Pavlus şunu söyleyen Mezmur 4:4’ten alıntı yapmıştır: “Titreyin ve suç etmeyin.” Vine’s Expository Dictionary of Biblical Words’e göre burada “titremek” olarak tercüme edilen İbranice ra.ghazʹ sözcüğü “kuvvetli duygularla titremek” anlamına gelir. Fakat hangi kuvvetli duygudan söz edildi? Öfkeden mi? Mezmur 4:4’ün Septuagint tercümesinde ra.ghazʹ sözcüğü Yunancada “gazaplanmak” diye tercüme edildi ve Pavlus’un söylemek istediği de açıkça buydu.
Mukaddes Kitapta neden öfkeye yer veriliyor? Çünkü öfkenin her çeşidi kötü değildir. Bir Mukaddes Kitap yorumcusunun “insanın öfkesi aslında hiçbir zaman haklı olmaz ve mazur görülemez” şeklinde ifade ettiği düşünce Mukaddes Kitaba uygun değildir.
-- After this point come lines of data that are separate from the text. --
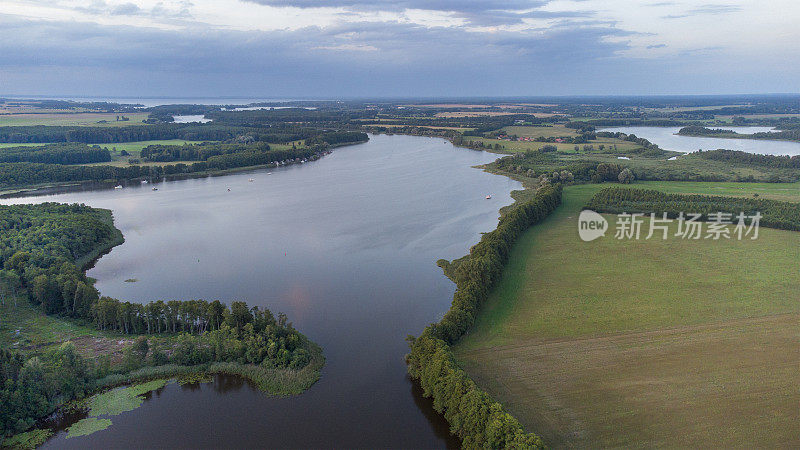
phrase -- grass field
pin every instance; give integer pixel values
(646, 343)
(63, 119)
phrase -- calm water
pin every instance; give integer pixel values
(346, 246)
(667, 139)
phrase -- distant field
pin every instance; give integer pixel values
(82, 119)
(646, 343)
(787, 192)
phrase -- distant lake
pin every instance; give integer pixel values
(668, 139)
(346, 246)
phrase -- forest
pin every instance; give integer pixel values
(71, 153)
(739, 157)
(41, 248)
(775, 214)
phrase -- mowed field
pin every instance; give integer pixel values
(647, 343)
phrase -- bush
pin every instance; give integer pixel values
(473, 416)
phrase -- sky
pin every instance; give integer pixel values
(327, 49)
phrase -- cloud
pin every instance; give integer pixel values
(477, 12)
(126, 9)
(715, 9)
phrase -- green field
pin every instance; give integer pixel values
(66, 119)
(647, 343)
(787, 192)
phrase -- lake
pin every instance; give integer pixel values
(668, 139)
(346, 246)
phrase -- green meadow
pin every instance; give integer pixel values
(645, 343)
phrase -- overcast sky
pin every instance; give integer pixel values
(358, 48)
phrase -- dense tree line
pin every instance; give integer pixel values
(335, 138)
(696, 130)
(40, 249)
(789, 133)
(33, 387)
(197, 152)
(98, 135)
(55, 154)
(473, 416)
(775, 214)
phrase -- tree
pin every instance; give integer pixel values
(626, 176)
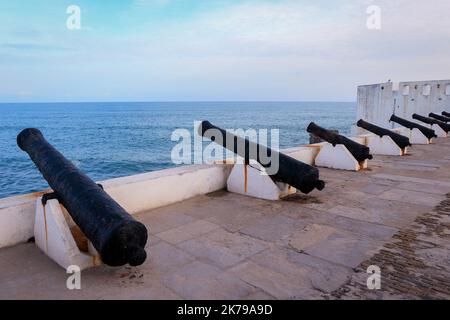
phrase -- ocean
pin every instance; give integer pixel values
(109, 140)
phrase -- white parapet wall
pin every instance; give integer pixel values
(377, 102)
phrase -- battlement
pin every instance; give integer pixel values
(377, 102)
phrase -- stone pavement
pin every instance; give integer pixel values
(225, 246)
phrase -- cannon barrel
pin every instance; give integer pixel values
(291, 171)
(118, 238)
(359, 151)
(427, 132)
(443, 125)
(439, 117)
(400, 140)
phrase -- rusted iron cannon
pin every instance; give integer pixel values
(439, 117)
(427, 132)
(400, 140)
(359, 151)
(114, 233)
(444, 126)
(291, 171)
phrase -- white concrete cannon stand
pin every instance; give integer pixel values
(383, 146)
(338, 157)
(252, 180)
(54, 237)
(415, 135)
(439, 131)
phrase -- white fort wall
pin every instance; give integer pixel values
(377, 102)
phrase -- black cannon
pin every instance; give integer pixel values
(359, 151)
(427, 132)
(118, 238)
(293, 172)
(443, 125)
(439, 117)
(400, 140)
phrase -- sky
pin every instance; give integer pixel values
(216, 50)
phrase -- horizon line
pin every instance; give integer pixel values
(173, 101)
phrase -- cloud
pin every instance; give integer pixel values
(253, 50)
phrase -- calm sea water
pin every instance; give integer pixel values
(108, 140)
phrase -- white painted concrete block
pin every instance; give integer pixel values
(439, 131)
(338, 157)
(383, 146)
(54, 238)
(251, 180)
(417, 137)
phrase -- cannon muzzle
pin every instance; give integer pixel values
(427, 132)
(400, 140)
(359, 151)
(443, 125)
(291, 171)
(115, 234)
(439, 117)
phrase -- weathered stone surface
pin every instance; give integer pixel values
(187, 231)
(223, 248)
(202, 281)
Mukaddes Kitap bilgini R. C. H. Lenski yerinde olarak Efesoslular 4:26 hakkında şunları yazmıştır: “Her durumda öfkeyi tümüyle yasaklayan ve bozulmayacak bir sakinlik talep eden ahlak anlayışı Hıristiyan değil stoacıdır.” Profesör William Barclay benzer şekilde şöyle der: “Hıristiyan hayatında öfkeye yer olmalıdır; ancak bu doğru türden öfke olmalıdır.” Peki “doğru türden öfke” nedir?
Adil Öfke
Öfke Yehova’nın hâkim bir niteliği değildir; yine de Mukaddes Yazılarda O’nun öfke duyduğu ve bunu ifade ettiği defalarca belirtilir. Ancak, O’nun gazabı iki nedenle daima adildir. Birincisi, O haklı bir neden olmadan asla öfkelenmez. İkincisi, öfkesini asla kontrolünü kaybetmeden, adil ve doğru şekilde ifade eder.—Çıkış 34:6; Mezmur 85:3.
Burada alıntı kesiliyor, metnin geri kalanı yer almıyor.